Over the past two decades, Shakhbandaryan has contributed to eight public art projects, seven of them in Glendale, including a large mural, five utility box designs and a creative crosswalk installation. The city’s arts and public works programs created openings for artists to turn everyday surfaces into shared visual space. Shakhbandaryan says that work matters because it reaches people where they live.
"It’s bringing people together and bringing different art forms together," she says. "That’s why I really love applying for those public artworks."
She still remembers the excitement when Glendale first opened the utility box program. "They told me we’re going to celebrate the city of Glendale, and we’re going to let you paint the utility boxes; and you can do whatever you want as long as it’s celebrating the city of Glendale," she says. That invitation helped place her work in corners of the city where residents pass it on errands, on walks and on the way home.
One of her best-known pieces, "Glendale in Bloom," turns a utility box into a bouquet built from civic symbols and sister city ties. The design includes the Glendale hibiscus, the California poppy and the American rose, alongside the forget me not of Armenia, the Bayahibe rose of the Dominican Republic, the cherry blossom of Japan, the dahlia of Mexico, the jasmine of the Philippines and the hibiscus of South Korea. Jacaranda branches and peacocks tie the piece back to Glendale.
Shakhbandaryan describes the work almost as if she is arranging the bouquet in real time: "All of these flowers are coming together in this bouquet. And there’s the jacaranda branches, which is the official City of Glendale tree, and the peacocks are sitting on the branches, and it’s just wrapping around the utility box."
Another public piece reaches deeper into her own family history. Her "Jewel City Rug" crosswalk on West Broadway draws from Armenian rug design and from an heirloom woven by her grandmother nearly a century ago.
"I love rugs," she says. "It’s very an ancient form of not only for homes as a functional item, but it also tells stories. Rugs were used to weave community stories."
She connects that tradition directly to her family. "My grandmother, Aghafni Shakwandarian, she wove a rug. So now being 100 years ago, that I have. It’s an heirloom that my father passed on to me. And I wanted to kind of tell the story of Glendale in that form. I wanted it to be art. I wanted two symbols to be geometric. But I also wanted the rug feeling to come through."

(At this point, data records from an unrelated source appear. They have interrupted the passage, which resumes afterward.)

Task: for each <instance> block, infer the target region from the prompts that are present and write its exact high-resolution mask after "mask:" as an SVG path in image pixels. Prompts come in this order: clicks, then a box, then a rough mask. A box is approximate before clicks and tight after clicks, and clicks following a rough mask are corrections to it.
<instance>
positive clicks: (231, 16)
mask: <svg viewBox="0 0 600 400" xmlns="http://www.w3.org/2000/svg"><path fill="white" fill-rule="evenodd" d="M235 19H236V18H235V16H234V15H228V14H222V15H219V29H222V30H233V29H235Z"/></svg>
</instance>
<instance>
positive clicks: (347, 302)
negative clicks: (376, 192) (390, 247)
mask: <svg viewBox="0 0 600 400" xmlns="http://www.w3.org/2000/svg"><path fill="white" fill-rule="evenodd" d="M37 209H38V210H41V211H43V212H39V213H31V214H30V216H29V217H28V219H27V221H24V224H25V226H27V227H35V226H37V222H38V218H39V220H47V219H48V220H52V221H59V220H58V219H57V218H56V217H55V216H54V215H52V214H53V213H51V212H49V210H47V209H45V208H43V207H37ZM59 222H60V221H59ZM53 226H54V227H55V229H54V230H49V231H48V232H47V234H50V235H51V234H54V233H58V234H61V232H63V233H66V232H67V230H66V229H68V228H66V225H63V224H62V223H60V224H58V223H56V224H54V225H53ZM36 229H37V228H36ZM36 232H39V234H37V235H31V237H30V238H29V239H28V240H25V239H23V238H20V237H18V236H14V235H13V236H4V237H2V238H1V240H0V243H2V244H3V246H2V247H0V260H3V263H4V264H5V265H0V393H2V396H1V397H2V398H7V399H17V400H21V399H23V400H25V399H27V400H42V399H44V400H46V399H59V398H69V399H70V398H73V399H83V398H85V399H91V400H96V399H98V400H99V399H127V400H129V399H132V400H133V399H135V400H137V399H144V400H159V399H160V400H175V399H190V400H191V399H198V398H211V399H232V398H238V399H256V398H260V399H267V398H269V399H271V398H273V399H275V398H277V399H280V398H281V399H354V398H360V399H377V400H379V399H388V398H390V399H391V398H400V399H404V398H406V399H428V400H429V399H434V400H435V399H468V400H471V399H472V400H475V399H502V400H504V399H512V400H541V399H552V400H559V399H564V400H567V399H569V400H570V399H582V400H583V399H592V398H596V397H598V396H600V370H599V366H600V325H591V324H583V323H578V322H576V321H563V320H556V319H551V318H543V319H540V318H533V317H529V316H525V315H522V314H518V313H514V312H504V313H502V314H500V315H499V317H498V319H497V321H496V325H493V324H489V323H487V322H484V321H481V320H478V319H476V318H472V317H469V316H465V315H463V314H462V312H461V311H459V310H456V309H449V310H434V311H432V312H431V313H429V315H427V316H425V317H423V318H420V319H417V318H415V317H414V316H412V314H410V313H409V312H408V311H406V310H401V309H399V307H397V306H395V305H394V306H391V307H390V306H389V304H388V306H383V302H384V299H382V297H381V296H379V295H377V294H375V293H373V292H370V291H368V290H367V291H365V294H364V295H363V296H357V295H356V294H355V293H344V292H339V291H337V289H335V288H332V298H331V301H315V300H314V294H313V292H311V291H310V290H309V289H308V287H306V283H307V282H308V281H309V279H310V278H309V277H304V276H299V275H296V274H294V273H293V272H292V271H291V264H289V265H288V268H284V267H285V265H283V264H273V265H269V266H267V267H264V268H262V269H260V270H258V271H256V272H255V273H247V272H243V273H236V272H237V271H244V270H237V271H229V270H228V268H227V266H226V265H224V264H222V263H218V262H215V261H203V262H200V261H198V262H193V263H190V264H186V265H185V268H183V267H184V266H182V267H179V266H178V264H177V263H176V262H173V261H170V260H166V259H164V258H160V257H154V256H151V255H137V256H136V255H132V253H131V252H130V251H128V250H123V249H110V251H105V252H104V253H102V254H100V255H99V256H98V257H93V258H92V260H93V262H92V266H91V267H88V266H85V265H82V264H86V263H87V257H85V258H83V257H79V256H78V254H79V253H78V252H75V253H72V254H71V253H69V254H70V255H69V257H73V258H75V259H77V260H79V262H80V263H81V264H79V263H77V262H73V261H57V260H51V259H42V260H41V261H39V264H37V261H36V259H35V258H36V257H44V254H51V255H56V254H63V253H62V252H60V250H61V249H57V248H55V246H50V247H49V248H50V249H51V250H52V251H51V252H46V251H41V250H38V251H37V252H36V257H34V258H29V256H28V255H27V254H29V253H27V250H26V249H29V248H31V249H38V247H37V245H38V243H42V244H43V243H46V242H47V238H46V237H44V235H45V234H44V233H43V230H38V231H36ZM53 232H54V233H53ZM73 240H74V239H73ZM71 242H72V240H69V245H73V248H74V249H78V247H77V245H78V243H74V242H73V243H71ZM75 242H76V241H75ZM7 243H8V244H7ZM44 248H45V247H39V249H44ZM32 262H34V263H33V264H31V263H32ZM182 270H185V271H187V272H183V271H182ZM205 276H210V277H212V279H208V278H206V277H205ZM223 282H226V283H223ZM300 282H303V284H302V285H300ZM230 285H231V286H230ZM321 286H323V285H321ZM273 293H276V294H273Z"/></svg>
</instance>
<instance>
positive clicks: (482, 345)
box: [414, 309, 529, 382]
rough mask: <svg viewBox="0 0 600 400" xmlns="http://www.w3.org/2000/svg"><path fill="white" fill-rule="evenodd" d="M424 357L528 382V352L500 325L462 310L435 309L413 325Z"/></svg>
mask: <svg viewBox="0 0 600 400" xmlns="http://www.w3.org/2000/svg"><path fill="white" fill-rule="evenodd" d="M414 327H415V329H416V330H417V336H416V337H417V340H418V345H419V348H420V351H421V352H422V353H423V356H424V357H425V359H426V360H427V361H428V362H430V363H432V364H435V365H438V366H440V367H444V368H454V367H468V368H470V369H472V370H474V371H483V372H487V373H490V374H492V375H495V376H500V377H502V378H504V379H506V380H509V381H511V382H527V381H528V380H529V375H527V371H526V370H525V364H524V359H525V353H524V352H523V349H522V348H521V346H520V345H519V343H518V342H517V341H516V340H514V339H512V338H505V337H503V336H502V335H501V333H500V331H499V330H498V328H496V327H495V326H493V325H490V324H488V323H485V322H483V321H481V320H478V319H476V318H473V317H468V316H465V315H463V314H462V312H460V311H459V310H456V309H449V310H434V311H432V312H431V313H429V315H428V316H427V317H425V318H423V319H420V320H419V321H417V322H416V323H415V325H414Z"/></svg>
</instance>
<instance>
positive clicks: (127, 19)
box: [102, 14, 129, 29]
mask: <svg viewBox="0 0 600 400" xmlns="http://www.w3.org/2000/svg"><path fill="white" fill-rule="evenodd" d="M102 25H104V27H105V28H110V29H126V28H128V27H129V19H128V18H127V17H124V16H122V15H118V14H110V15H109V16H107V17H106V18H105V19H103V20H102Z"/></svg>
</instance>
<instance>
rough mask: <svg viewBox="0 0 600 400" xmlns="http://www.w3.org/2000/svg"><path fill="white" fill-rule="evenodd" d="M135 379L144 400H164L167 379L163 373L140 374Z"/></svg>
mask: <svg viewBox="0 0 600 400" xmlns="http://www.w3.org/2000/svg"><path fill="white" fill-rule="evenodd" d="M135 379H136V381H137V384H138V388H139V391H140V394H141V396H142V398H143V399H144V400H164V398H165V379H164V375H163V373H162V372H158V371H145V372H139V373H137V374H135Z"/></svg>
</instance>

That impulse, to place inherited memory in public view, also shapes her largest work. At St. Peter Armenian Church and Youth Ministries Center, she completed a mural of roughly 1,000 square feet that took months of sustained labor.

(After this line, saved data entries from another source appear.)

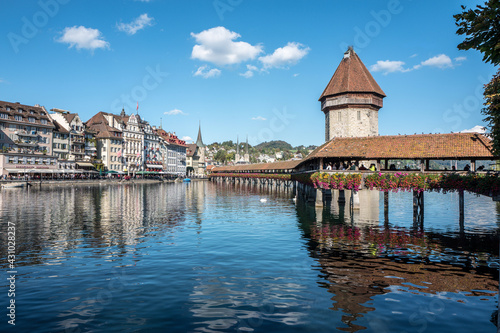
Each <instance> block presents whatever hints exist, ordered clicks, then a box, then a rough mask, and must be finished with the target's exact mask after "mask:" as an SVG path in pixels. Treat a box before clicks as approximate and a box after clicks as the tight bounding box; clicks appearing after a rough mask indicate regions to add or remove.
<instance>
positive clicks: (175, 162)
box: [155, 128, 188, 177]
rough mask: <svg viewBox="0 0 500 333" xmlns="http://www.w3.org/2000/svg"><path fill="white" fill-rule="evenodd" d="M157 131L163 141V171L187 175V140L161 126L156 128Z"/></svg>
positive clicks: (162, 149)
mask: <svg viewBox="0 0 500 333" xmlns="http://www.w3.org/2000/svg"><path fill="white" fill-rule="evenodd" d="M155 133H156V135H158V136H159V138H160V141H161V142H162V145H161V147H162V148H160V151H162V158H163V160H162V161H163V172H164V173H165V174H168V175H173V176H177V177H184V176H186V150H187V148H188V146H187V145H186V141H184V140H181V139H179V138H178V137H177V135H176V134H175V133H170V132H166V131H165V130H163V129H161V128H159V129H155Z"/></svg>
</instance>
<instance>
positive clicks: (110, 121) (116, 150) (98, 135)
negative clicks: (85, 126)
mask: <svg viewBox="0 0 500 333" xmlns="http://www.w3.org/2000/svg"><path fill="white" fill-rule="evenodd" d="M85 125H86V126H87V128H88V129H90V130H91V131H93V132H95V133H96V135H95V140H96V151H97V158H98V159H100V160H101V161H102V164H103V165H104V166H105V167H106V168H107V170H108V172H110V173H123V132H122V131H121V130H120V129H118V128H117V126H119V125H118V124H117V121H116V120H115V115H113V114H111V113H106V112H102V111H100V112H98V113H97V114H95V115H94V116H93V117H92V118H90V119H89V120H88V121H87V122H86V123H85Z"/></svg>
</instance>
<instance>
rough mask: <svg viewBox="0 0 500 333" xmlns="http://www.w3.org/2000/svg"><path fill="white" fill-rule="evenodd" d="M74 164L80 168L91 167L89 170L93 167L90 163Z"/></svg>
mask: <svg viewBox="0 0 500 333" xmlns="http://www.w3.org/2000/svg"><path fill="white" fill-rule="evenodd" d="M76 164H78V166H82V167H91V168H93V167H94V165H93V164H92V163H89V162H76Z"/></svg>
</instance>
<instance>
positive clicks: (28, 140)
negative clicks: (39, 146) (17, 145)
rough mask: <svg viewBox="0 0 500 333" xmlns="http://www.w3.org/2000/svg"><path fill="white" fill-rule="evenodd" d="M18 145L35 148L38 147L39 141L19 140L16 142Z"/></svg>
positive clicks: (37, 140)
mask: <svg viewBox="0 0 500 333" xmlns="http://www.w3.org/2000/svg"><path fill="white" fill-rule="evenodd" d="M15 143H16V145H18V146H20V147H35V146H36V145H38V140H37V141H32V140H17V141H15Z"/></svg>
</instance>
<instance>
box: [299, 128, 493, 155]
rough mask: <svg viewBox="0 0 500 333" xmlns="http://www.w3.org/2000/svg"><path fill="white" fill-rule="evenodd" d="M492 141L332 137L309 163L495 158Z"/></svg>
mask: <svg viewBox="0 0 500 333" xmlns="http://www.w3.org/2000/svg"><path fill="white" fill-rule="evenodd" d="M491 149H492V144H491V139H489V138H488V137H487V136H485V135H483V134H479V133H450V134H416V135H392V136H373V137H359V138H333V139H332V140H330V141H328V142H326V143H325V144H323V145H322V146H320V147H318V148H316V149H315V150H314V151H313V152H311V154H309V155H308V156H307V160H310V159H313V158H319V157H339V158H350V159H365V160H368V159H495V156H493V153H492V150H491Z"/></svg>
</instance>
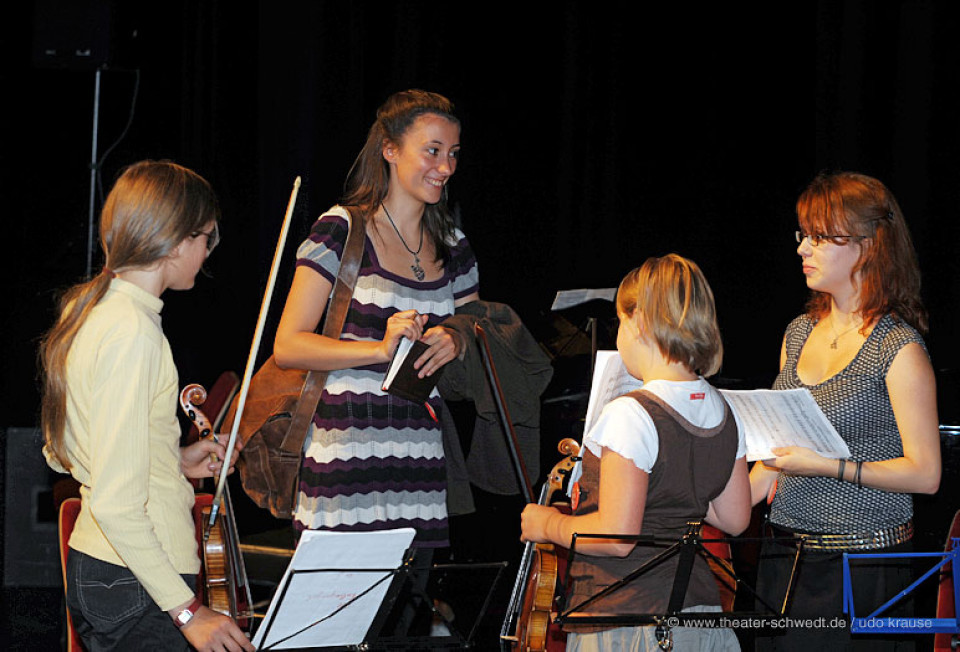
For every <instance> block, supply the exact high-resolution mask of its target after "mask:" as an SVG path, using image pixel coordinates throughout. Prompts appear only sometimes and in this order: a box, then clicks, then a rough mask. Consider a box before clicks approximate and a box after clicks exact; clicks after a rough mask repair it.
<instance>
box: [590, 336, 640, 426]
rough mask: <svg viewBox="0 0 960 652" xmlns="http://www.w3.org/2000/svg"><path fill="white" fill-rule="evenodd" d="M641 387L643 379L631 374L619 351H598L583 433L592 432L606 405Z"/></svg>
mask: <svg viewBox="0 0 960 652" xmlns="http://www.w3.org/2000/svg"><path fill="white" fill-rule="evenodd" d="M641 387H643V381H642V380H640V379H638V378H634V377H633V376H631V375H630V373H629V372H628V371H627V368H626V367H625V366H623V359H622V358H621V357H620V354H619V353H618V352H617V351H597V359H596V362H595V363H594V365H593V379H592V380H591V383H590V399H589V400H588V401H587V416H586V419H585V420H584V424H583V434H587V433H588V432H590V428H592V427H593V424H595V423H596V422H597V419H599V418H600V413H601V412H602V411H603V406H604V405H606V404H607V403H609V402H610V401H612V400H613V399H615V398H617V397H618V396H623V395H624V394H626V393H627V392H632V391H633V390H635V389H640V388H641Z"/></svg>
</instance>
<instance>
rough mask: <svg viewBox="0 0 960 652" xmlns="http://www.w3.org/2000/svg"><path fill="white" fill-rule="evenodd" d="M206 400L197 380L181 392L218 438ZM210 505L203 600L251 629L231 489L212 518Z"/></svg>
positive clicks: (226, 491)
mask: <svg viewBox="0 0 960 652" xmlns="http://www.w3.org/2000/svg"><path fill="white" fill-rule="evenodd" d="M206 400H207V391H206V390H205V389H204V388H203V387H202V386H200V385H197V384H192V385H187V386H186V387H184V388H183V390H182V391H181V392H180V407H181V408H182V409H183V411H184V412H185V413H186V415H187V416H188V417H189V418H190V420H191V421H192V422H193V424H194V425H195V426H196V428H197V431H198V432H199V433H200V438H201V439H203V438H205V437H213V440H214V441H217V436H216V435H215V434H214V433H213V426H212V425H211V423H210V421H209V419H207V416H206V415H205V414H204V413H203V412H202V411H201V410H200V408H199V407H197V406H198V405H201V404H202V403H203V402H204V401H206ZM225 470H226V466H224V467H223V468H222V469H221V473H223V472H224V471H225ZM211 509H212V505H208V506H205V507H203V509H202V513H203V519H202V522H203V524H204V529H203V537H202V542H201V543H202V545H201V550H202V552H203V576H204V592H203V602H204V604H205V605H206V606H207V607H209V608H210V609H213V610H214V611H216V612H219V613H222V614H224V615H226V616H230V617H231V618H233V619H234V620H235V621H236V623H237V626H238V627H240V629H242V630H243V631H245V632H249V631H250V628H251V626H252V624H253V617H254V613H253V600H252V598H251V594H250V584H249V582H248V581H247V571H246V568H245V567H244V565H243V555H242V554H241V551H240V539H239V536H238V534H237V525H236V520H235V519H234V514H233V505H232V503H231V500H230V491H229V489H227V488H226V487H224V491H223V492H222V494H221V498H220V507H219V510H218V513H217V515H216V517H215V518H214V519H212V522H211V519H210V513H211Z"/></svg>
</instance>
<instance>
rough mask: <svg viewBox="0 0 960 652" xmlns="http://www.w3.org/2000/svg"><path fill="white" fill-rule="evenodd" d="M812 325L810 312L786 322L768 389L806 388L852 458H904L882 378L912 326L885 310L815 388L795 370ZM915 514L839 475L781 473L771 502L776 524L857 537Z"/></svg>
mask: <svg viewBox="0 0 960 652" xmlns="http://www.w3.org/2000/svg"><path fill="white" fill-rule="evenodd" d="M815 323H816V322H814V321H813V319H811V318H810V317H809V316H807V315H801V316H800V317H797V318H796V319H794V320H793V321H792V322H791V323H790V325H789V326H788V327H787V332H786V353H787V359H786V363H785V364H784V366H783V369H782V370H781V372H780V374H779V375H778V376H777V379H776V380H775V381H774V383H773V389H793V388H797V387H805V388H807V389H809V390H810V393H811V394H813V398H814V400H816V402H817V405H819V406H820V409H822V410H823V412H824V414H826V416H827V419H829V420H830V423H832V424H833V426H834V427H835V428H836V429H837V432H838V433H840V436H841V437H842V438H843V440H844V441H845V442H846V443H847V446H848V447H849V448H850V455H851V459H854V460H863V461H865V462H874V461H879V460H887V459H892V458H896V457H901V456H903V443H902V441H901V439H900V431H899V430H898V429H897V422H896V419H895V418H894V416H893V408H892V407H891V405H890V395H889V394H888V393H887V386H886V376H887V372H888V371H889V370H890V365H891V364H892V363H893V359H894V358H895V357H896V355H897V353H898V352H899V351H900V349H902V348H903V347H904V346H906V345H907V344H910V343H911V342H917V343H918V344H920V345H921V346H923V347H924V350H926V346H925V345H924V343H923V338H922V337H921V336H920V334H919V333H918V332H917V331H916V330H914V329H913V328H912V327H911V326H909V325H908V324H906V323H905V322H902V321H900V320H899V319H898V318H896V317H894V316H892V315H885V316H884V317H882V318H881V319H880V320H879V321H878V322H877V325H876V326H875V327H874V329H873V332H871V333H870V335H869V337H867V340H866V341H865V342H864V343H863V346H861V347H860V351H858V352H857V355H856V357H854V359H853V360H852V361H851V362H850V364H848V365H847V366H846V367H845V368H844V369H843V370H842V371H841V372H840V373H838V374H836V375H835V376H833V377H831V378H828V379H827V380H825V381H823V382H822V383H819V384H817V385H805V384H804V383H803V382H802V381H801V380H800V378H799V376H798V375H797V360H798V359H799V357H800V351H801V350H802V349H803V345H804V343H806V341H807V338H808V337H809V336H810V332H811V331H812V330H813V327H814V325H815ZM912 516H913V498H912V496H911V495H910V494H907V493H898V492H891V491H883V490H880V489H871V488H869V487H861V488H857V486H856V485H855V484H854V483H851V482H841V481H839V480H837V478H836V477H812V478H807V477H798V476H791V475H787V474H785V473H781V474H780V476H779V478H778V483H777V493H776V496H775V497H774V500H773V503H772V504H771V506H770V521H771V522H772V523H773V524H774V525H777V526H779V527H783V528H787V529H791V530H799V531H803V532H816V533H823V534H861V533H868V532H874V531H877V530H880V529H883V528H888V527H894V526H897V525H901V524H903V523H905V522H906V521H908V520H909V519H910V518H911V517H912Z"/></svg>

The mural includes St. Peter with his keys, Saints Hripsime and Gayane, the cathedral of St. Gayane, angels, the Holy Spirit as a dove, Jesus walking with an Armenian family, and the tree of life and knowledge rendered in illuminated manuscript style.
"The mural represents the story of love," she says. "Jesus taught love to his disciples. That message passed through St. Peter, then to St. Hripsime and St. Gayane, and ultimately to the Armenian people."

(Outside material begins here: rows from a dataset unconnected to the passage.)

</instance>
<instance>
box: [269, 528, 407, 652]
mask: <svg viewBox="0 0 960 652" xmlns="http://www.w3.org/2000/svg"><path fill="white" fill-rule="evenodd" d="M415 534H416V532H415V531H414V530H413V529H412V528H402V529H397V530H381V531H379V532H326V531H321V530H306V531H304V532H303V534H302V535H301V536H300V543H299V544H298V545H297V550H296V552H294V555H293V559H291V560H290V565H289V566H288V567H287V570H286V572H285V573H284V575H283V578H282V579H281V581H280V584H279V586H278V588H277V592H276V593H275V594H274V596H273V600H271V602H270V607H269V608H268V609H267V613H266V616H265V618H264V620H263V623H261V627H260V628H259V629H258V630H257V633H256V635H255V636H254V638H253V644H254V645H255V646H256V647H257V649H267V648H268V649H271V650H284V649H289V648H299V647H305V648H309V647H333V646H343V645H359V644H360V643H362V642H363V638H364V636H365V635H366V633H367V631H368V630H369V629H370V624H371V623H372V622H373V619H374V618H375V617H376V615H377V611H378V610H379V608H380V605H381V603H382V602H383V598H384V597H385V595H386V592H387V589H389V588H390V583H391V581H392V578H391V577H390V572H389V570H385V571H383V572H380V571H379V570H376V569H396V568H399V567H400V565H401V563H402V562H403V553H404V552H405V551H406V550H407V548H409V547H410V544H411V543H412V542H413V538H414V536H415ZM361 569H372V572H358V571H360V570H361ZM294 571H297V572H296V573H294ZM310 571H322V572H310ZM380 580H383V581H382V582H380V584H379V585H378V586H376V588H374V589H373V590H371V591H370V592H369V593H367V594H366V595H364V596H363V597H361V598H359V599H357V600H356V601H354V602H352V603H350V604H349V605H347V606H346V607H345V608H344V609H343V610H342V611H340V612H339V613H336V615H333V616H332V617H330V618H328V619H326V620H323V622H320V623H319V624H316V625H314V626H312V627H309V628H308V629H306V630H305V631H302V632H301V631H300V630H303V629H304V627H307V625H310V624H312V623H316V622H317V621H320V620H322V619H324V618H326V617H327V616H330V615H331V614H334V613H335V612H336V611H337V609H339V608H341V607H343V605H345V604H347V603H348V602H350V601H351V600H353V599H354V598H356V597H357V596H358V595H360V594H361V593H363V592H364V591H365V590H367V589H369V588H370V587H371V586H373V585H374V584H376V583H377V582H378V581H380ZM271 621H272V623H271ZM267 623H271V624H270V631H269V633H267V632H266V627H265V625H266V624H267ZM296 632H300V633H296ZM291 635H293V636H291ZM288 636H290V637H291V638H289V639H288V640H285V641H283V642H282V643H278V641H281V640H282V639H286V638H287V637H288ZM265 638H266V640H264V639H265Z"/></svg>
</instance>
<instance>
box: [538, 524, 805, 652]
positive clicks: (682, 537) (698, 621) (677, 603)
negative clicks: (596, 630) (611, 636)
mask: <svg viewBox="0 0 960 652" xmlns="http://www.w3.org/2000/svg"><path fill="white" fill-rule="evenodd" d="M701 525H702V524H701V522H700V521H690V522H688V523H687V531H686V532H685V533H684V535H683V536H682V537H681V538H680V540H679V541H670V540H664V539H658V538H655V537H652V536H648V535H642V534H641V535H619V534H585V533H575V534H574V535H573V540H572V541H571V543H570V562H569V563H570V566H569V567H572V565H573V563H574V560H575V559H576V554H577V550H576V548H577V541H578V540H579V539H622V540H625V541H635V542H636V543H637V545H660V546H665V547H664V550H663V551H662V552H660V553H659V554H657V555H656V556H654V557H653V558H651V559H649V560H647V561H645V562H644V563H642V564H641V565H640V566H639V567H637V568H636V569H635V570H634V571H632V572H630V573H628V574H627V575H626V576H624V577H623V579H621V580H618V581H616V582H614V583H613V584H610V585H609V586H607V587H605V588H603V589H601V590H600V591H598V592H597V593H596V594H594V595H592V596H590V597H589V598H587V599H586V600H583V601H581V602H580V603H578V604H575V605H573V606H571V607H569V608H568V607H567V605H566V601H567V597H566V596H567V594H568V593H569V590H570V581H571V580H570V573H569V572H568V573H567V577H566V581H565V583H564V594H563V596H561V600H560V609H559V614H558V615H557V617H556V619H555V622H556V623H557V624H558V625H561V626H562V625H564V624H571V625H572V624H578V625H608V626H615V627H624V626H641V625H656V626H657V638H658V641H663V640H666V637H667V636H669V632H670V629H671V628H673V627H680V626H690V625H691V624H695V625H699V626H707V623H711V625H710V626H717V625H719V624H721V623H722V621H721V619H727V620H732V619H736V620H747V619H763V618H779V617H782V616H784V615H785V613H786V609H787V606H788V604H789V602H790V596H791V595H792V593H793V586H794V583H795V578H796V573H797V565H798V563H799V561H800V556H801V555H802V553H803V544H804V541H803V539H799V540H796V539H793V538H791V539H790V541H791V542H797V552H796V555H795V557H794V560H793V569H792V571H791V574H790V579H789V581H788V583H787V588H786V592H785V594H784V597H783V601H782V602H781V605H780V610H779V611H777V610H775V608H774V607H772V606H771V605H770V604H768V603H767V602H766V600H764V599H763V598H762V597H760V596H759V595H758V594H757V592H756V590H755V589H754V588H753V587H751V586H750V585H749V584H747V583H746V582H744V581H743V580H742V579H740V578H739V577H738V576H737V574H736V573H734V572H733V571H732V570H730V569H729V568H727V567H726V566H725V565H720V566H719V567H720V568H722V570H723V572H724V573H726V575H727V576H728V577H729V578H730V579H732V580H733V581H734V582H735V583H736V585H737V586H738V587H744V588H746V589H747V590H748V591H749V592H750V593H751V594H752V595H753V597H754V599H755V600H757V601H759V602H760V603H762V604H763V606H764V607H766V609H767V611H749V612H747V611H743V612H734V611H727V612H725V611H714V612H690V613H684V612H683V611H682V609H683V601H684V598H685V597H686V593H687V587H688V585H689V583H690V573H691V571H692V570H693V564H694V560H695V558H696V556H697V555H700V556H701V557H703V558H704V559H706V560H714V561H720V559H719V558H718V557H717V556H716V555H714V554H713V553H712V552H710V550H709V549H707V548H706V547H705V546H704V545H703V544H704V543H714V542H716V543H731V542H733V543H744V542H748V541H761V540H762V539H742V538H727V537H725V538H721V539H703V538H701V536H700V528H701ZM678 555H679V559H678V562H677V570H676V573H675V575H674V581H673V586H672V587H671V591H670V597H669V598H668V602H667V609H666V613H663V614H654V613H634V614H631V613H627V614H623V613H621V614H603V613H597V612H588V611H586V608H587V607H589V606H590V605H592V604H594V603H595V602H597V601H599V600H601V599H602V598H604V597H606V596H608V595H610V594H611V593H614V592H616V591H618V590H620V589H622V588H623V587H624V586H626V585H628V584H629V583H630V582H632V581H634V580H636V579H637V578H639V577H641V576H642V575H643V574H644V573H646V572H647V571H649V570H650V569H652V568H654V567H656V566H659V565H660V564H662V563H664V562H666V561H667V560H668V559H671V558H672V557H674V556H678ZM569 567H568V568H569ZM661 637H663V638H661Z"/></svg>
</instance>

She speaks about the labor in plain terms. "I worked on it for six months, for day and night," she says. "Probably I would say six days out of the week, I took a break on Sunday service. And it was completed."
Throughout her work, Shakhbandaryan returns to the same idea: joy shared in public becomes a form of connection. "If it brings them joy, when the artwork brings them joy, they celebrate together," she says. "And that’s part of being together."
In Glendale, that feeling lives on walls, sidewalks and street corners. Ancient Armenian forms move through a modern city. Gold leaf still catches the light. And Shakhbandaryan’s work gives that light a place to land.